🤖 AI Summary
Accurate prediction of wireless link quality remains challenging due to multi-source interference, time-varying propagation paths, and dynamic obstructions. To address this, we formulate multi-variable link quality prediction as a cross-layer, multi-step temporal forecasting task. We propose the first collaborative architecture integrating a large language model (LLM) and a graph attention network (GAT): the LLM captures long-range temporal dependencies for individual variables, while the GAT explicitly models cross-layer topological relationships among heterogeneous variables; heterogeneous features are fused via embedding alignment. This design overcomes inherent limitations of conventional LLMs in multidimensional time-series modeling, substantially enhancing prediction robustness and generalization.
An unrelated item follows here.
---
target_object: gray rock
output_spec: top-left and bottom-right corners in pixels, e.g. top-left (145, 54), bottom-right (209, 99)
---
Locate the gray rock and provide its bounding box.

Experimental results demonstrate an average 23.6% reduction in multi-step prediction error compared to state-of-the-art baselines.
📝 Abstract
Accurate and reliable link quality prediction (LQP) is crucial for optimizing network performance, ensuring communication stability, and enhancing user experience in wireless communications. However, LQP faces significant challenges due to the dynamic and lossy nature of wireless links, which are influenced by interference, multipath effects, fading, and blockage. In this paper, we propose GAT-LLM, a novel multivariate wireless link quality prediction model that combines Large Language Models (LLMs) with Graph Attention Networks (GAT) to enable accurate and reliable multivariate LQP of wireless communications. By framing LQP as a time series prediction task and appropriately preprocessing the input data, we leverage LLMs to improve the accuracy of link quality prediction. To address the limitations of LLMs in multivariate prediction due to typically handling one-dimensional data, we integrate GAT to model interdependencies among multiple variables across different protocol layers, enhancing the model's ability to handle complex dependencies. Experimental results demonstrate that GAT-LLM significantly improves the accuracy and robustness of link quality prediction, particularly in multi-step prediction scenarios.